JuliaSmoothOptimizers / Krylov.jl

A Julia Basket of Hand-Picked Krylov Methods
Other
355 stars 52 forks source link

Support custom vector types #905

Open amontoison opened 1 week ago

amontoison commented 1 week ago

In some specific applications, users may want to use their own vector types. For example, in Oceananigans.jl, each vector is a slice of a 3D matrix and is of the type Field. (cc @glwagner) --> https://github.com/CliMA/Oceananigans.jl/pull/3812

The best solution is to document how we can create a modular wrapper that fits the user's needs, with a very simple and limited API to implement.

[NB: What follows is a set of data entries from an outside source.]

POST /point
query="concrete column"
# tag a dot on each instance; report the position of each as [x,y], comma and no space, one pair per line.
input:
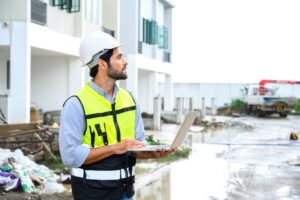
[157,113]
[179,108]
[152,88]
[213,106]
[20,61]
[191,105]
[203,109]
[168,96]
[131,83]
[76,75]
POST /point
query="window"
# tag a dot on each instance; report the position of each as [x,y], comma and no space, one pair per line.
[74,6]
[154,34]
[8,75]
[70,6]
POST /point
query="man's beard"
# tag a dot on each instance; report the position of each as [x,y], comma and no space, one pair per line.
[112,73]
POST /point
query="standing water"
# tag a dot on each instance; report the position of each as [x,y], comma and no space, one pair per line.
[235,162]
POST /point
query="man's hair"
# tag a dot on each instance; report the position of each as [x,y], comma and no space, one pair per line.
[106,58]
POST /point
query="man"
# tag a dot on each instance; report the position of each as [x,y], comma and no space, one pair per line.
[100,124]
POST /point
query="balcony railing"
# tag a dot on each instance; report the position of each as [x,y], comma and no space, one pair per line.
[39,12]
[167,57]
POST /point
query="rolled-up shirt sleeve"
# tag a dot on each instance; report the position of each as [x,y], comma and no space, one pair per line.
[139,125]
[72,127]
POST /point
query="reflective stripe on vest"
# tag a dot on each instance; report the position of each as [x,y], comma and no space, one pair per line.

I quickly experimented with a custom type that represents a vector of dual numbers, and it works.
Off-topic: @michel2323, this could be a way to perform low-level differentiation directly in Krylov.jl.

using ForwardDiff, Krylov
import ForwardDiff.Dual
import Krylov.FloatOrComplex

struct ADVector{T, V, N} <: AbstractVector{T}
    v::Vector{Dual{V, T, N}}
end

function ADVector{T, V, N}(::UndefInitializer, n::Int) where {T, V, N}
    ad_vector = [ForwardDiff.Dual{V, T, N}(0.0) for _ in 1:n]
    ADVector{T, V, N}(ad_vector)
end

function ADVector{T}(::UndefInitializer, n::Int) where T
    ad_vector = [ForwardDiff.Dual{Nothing, T, 0}(0.0) for _ in 1:n]
    ADVector{T, Nothing, 0}(ad_vector)
end

function ADVector{T}(v::Vector{T}) where T
    n = length(v)
    ad_vector = [ForwardDiff.Dual{Nothing, T, 0}(v[i]) for i in 1:n]
    return ADVector{T, Nothing, 0}(ad_vector)
end

function Base.length(v::ADVector)
    return length(v.v)
end

function Base.size(v::ADVector)
    return (length(v.v),)
end

function Base.getindex(v::ADVector, i::Int)
    return v.v[i]
end

function Base.setindex!(v::ADVector{T, V, N}, value::ForwardDiff.Dual{V, T, N}, i::Int) where {T, V, N}
    v.v[i] = value
    return v
end

mul!(y::ADVector{T}, A::Matrix{T}, x::Vector{T}) where T <: FloatOrComplex = mul!(y.v, A, x.v)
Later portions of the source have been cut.